Enfin, l’intimé adresse essentiellement ses reproches à l’URBSFA laquelle
ne lui aurait pas délivré son certificat de transfert mais n’indique pas en
quoi l’abstention de cet organisme – supposer qu’elle soit établie - serait
immanquablement le fruit de l’attitude de l’appelante. Il s’ensuit que le lien
causal éventuel n’est pas établi non plus.
*
A l’instar des premiers juges et, à défaut d’élément probant
complémentaire, la cour considère que la demande reconventionnelle
originaire n’était pas fondée.
********
PAR CES MOTIFS,
La cour,
Statuant contradictoirement,
Vu la loi du 15 juin 1935, sur l’emploi des langues en matière judiciaire,
notamment l’article 24 ;
12
Pièce 7 du dossier de l’intimé
12ème feuillet
R.G. 2010/AM/378
Déclare les appels recevables mais non fondés.

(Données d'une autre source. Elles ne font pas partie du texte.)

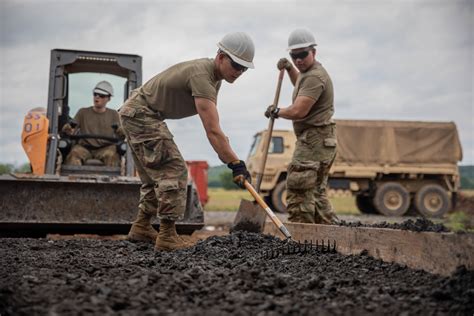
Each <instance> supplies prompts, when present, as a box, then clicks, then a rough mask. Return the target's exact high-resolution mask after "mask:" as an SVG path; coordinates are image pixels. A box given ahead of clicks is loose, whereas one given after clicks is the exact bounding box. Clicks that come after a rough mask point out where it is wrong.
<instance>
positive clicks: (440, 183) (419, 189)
mask: <svg viewBox="0 0 474 316" xmlns="http://www.w3.org/2000/svg"><path fill="white" fill-rule="evenodd" d="M336 124H337V146H338V147H337V148H338V151H337V155H336V159H335V162H334V164H333V167H332V168H331V170H330V178H329V187H331V188H340V189H345V190H350V192H352V194H353V195H355V200H356V205H357V207H358V209H359V210H360V211H361V212H362V213H369V214H370V213H379V214H383V215H387V216H401V215H404V214H406V213H407V212H409V213H412V212H418V213H420V214H421V215H423V216H425V217H442V216H443V215H444V214H446V212H448V211H449V210H450V209H451V208H452V206H453V205H454V204H455V201H456V194H457V192H458V189H459V186H460V176H459V170H458V165H457V164H458V162H459V161H460V160H461V159H462V149H461V144H460V141H459V137H458V132H457V129H456V125H455V124H454V123H452V122H416V121H380V120H336ZM266 133H267V131H261V132H259V133H257V134H256V135H255V136H254V141H253V144H252V147H251V150H250V154H249V156H248V158H247V165H248V169H249V171H250V172H251V174H252V177H253V178H254V179H255V178H256V174H257V168H258V167H259V163H258V162H259V160H261V157H262V155H263V148H262V147H263V144H262V143H263V142H262V141H261V140H262V138H263V137H266V136H265V135H266ZM295 142H296V137H295V135H294V133H293V131H288V130H275V131H273V134H272V140H271V143H270V148H269V154H268V160H267V163H266V167H265V171H264V175H263V180H262V185H261V192H262V194H264V196H265V197H266V199H267V201H268V202H270V203H271V204H272V206H273V208H274V209H275V210H276V211H278V212H285V211H286V207H285V206H286V183H285V179H286V174H287V167H288V164H289V163H290V160H291V156H292V154H293V151H294V149H295Z"/></svg>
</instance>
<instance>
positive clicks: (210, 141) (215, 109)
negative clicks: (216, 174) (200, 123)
mask: <svg viewBox="0 0 474 316" xmlns="http://www.w3.org/2000/svg"><path fill="white" fill-rule="evenodd" d="M194 103H195V104H196V109H197V112H198V114H199V117H200V118H201V121H202V124H203V126H204V129H205V130H206V135H207V138H208V139H209V142H210V143H211V146H212V148H214V150H215V151H216V153H217V155H218V156H219V159H220V160H221V161H222V162H224V163H229V162H232V161H236V160H239V158H238V157H237V155H236V154H235V153H234V151H233V150H232V148H231V147H230V144H229V141H228V139H227V137H226V136H225V135H224V132H222V129H221V127H220V125H219V113H218V112H217V108H216V104H215V103H214V102H213V101H211V100H209V99H205V98H198V97H195V98H194Z"/></svg>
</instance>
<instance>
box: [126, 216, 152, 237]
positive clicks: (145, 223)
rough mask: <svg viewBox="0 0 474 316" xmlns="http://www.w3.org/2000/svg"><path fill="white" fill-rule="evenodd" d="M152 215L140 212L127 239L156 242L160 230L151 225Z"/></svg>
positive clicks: (129, 232)
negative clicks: (157, 230) (158, 230)
mask: <svg viewBox="0 0 474 316" xmlns="http://www.w3.org/2000/svg"><path fill="white" fill-rule="evenodd" d="M151 218H152V215H148V214H145V213H143V211H141V210H140V211H139V212H138V216H137V219H136V220H135V221H134V222H133V224H132V228H130V232H129V233H128V236H127V239H128V240H133V241H148V242H155V241H156V237H158V232H157V231H156V230H155V229H154V228H153V226H151Z"/></svg>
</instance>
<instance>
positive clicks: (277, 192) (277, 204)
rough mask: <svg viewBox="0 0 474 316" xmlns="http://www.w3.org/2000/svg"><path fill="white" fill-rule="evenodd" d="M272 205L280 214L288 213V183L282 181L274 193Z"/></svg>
mask: <svg viewBox="0 0 474 316" xmlns="http://www.w3.org/2000/svg"><path fill="white" fill-rule="evenodd" d="M272 204H273V207H274V208H275V211H276V212H278V213H286V181H285V180H283V181H280V182H278V184H277V185H276V186H275V188H274V189H273V191H272Z"/></svg>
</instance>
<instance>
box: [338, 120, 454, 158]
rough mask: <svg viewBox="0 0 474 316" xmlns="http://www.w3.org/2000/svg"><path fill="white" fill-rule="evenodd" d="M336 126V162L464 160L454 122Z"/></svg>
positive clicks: (381, 121) (353, 121)
mask: <svg viewBox="0 0 474 316" xmlns="http://www.w3.org/2000/svg"><path fill="white" fill-rule="evenodd" d="M336 126H337V142H338V143H337V146H338V154H337V158H336V161H337V162H346V163H349V164H353V163H357V164H364V165H365V164H374V163H376V164H383V165H387V164H388V165H395V164H402V163H403V164H404V163H407V164H413V163H422V164H426V163H430V164H431V163H453V164H457V162H458V161H460V160H461V159H462V149H461V144H460V142H459V137H458V132H457V129H456V125H455V124H454V123H452V122H447V123H439V122H407V121H370V120H357V121H353V120H336Z"/></svg>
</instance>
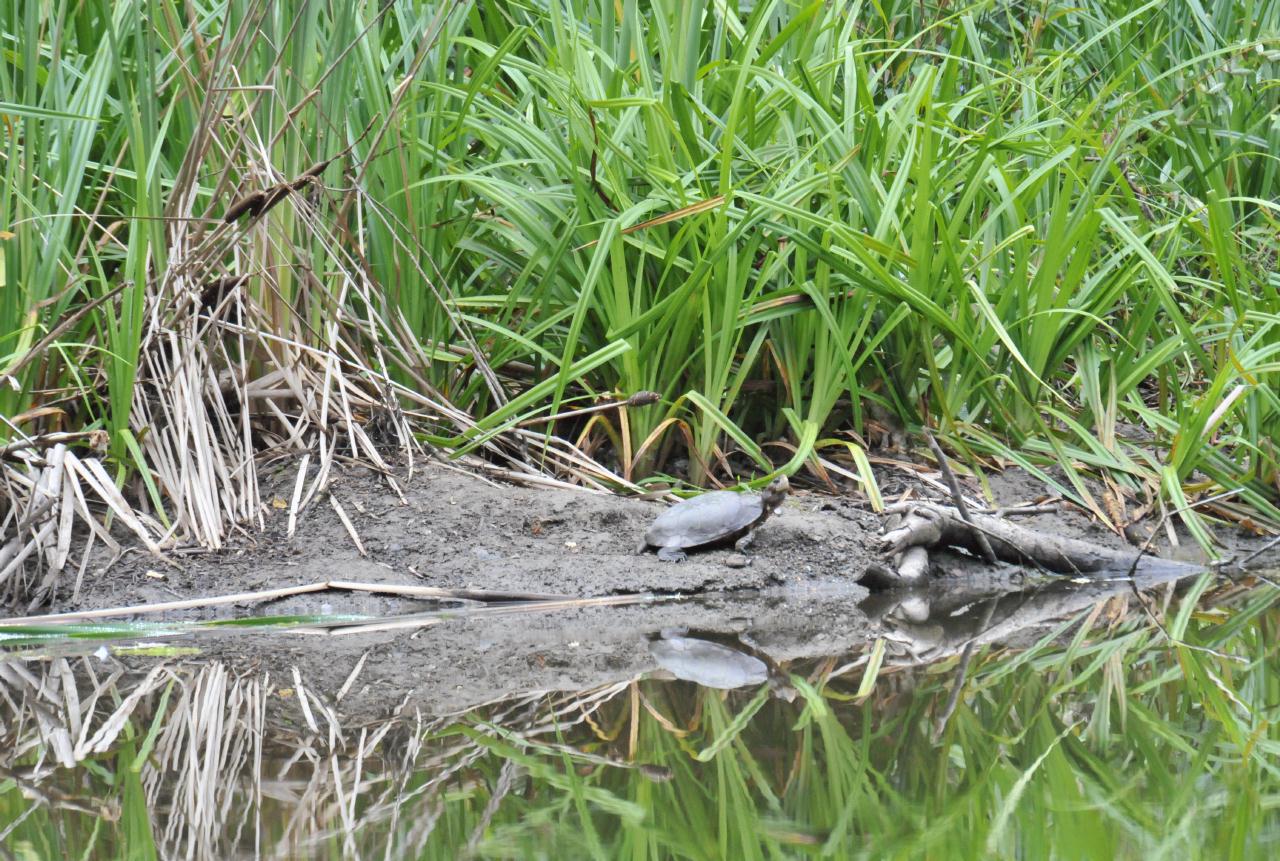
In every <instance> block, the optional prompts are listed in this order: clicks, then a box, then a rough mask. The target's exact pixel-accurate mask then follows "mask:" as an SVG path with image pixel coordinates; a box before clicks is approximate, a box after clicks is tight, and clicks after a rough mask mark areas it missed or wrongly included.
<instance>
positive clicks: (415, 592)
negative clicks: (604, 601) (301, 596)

Pour des motifs plus amplement précisés, confirme le jugement entrepris
en toutes ses dispositions.
Dès lors que chacune des parties succombe dans son appel, délaisse à
chacune d’elle ses propres dépens.
Ainsi jugé par la 8ème chambre de la cour du travail de Mons,
composée de :
Madame P. CRETEUR, Conseiller présidant la chambre,
Monsieur F. WAGNON, Conseiller social au titre d’employeur,
Monsieur R. AUBRY, Conseiller social au titre de travailleur employé,
Et signé, en application de l’article 785 du Code judiciaire, compte tenu de
l’impossibilité dans laquelle se trouve Monsieur le conseiller social R.
AUBRY par Madame P. CRETEUR et Monsieur F. WAGNON, assistés
de Madame V. HENRY, Greffier.
Et prononcé à l’audience publique du 8 février 2012 de la 8ème chambre de
la cour du travail de Mons, par Madame P. CRETEUR, Conseiller
présidant la chambre, assistée de Madame V. HENRY, Greffier.